Ken White at Popehat offers some useful insight to non-lawyers among us about compelled testimony (in the context of the Louis Lerner/IRS saga)
Some people have argued that Lois Lerner should be compelled to testify, either by court order or by grant of immunity. Lerner and her lawyers would love that, as it would make prosecuting her for any suspected wrongdoing incredibly difficult.
Compelled testimony is radioactive. If a witness is compelled to testify, in any subsequent proceeding against them the government has a heavy burden to prove that no part of the prosecution is derived from the compelled testimony, which is treated as immunized. This is called theKastigar doctrine:
"Once a defendant demonstrates that he has testified, under a state grant of immunity, to matters related to the federal prosecution, the federal authorities have the burden of showing that their evidence is not tainted by establishing that they had an independent, legitimate source for the disputed evidence." 378 U.S. at 378 U. S. 79 n. 18. This burden of proof, which we reaffirm as appropriate, is not limited to a negation of taint; rather, it imposes on the prosecution the affirmative duty to prove that the evidence it proposes to use is derived from a legitimate source wholly independent of the compelled testimony.
If I read this right, if the House were to compel her to testify, they might as well grant her immunity and be done with it.
Further on in the post, Ken points out an issue that I have been wondering about myself -- Those who want Lerner to testify are concerned with government arbitrary abuse of power for political purposes. Given that, how can these same folks have any doubt as to why Lerner might plead the Fifth in front of a hostile and partisan House committee
I've been seeing a lot of comments to the effect of "why should Lois Lerner take the Fifth if she has nothing to hide?" Ironically these comments often come from people who profess to oppose expansive government power, and from people who accept the proposition that Lerner was part of wrongdoing in the first place — in other words, that there was a government conspiracy to target people with the machinery of the IRS for holding unpopular political views. Such people do not seem to grasp how their predicate assumptions answer their own question.
You take the Fifth because the government can't be trusted. You take the Fifth because what the truth is, and what the government thinks the truth is, are two very different things.
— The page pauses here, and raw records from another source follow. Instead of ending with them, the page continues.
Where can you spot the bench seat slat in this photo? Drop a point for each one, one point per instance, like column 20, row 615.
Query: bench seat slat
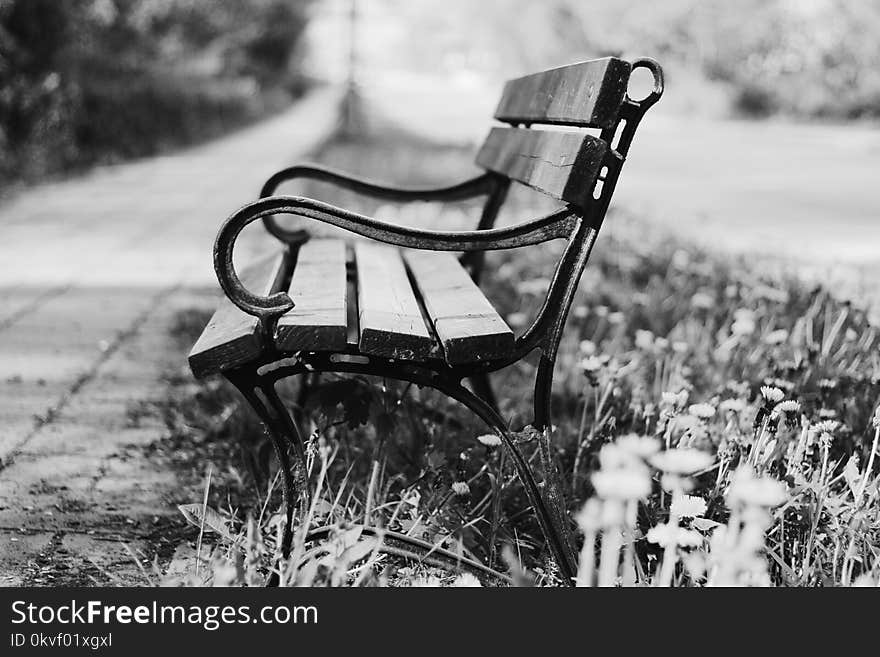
column 468, row 327
column 561, row 164
column 318, row 320
column 587, row 94
column 231, row 337
column 391, row 321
You take the Fifth because even if you didn't do anything wrong your statements can be used as building blocks indishonest, or malicious, or politically motivated prosecutions against you. You take the Fifth because if you answer questions truthfully the government may still decide you are lying and prosecute you for lying.
Pardon me: if you accept the proposition that the government targets organizations for IRS scrutiny because of their political views, and you still say things like "why take the Fifth if you have nothing to hide", then you're either an idiot or a dishonest partisan hack.
If you want to get bent out of shape about something, you are welcome to wonder why Lerner is being investigated, apparently, by the hyper-partisan civil rights division of Justice rather than the public integrity section. That, combined with President Obama's pre-judging of the DOJ's conclusions, is more of a red flag than Lerner's taking the Fifth.
Remember, Martha Stewart did not go to jail for securities fraud of any sort. She went to jail for statements she made during the government investigation.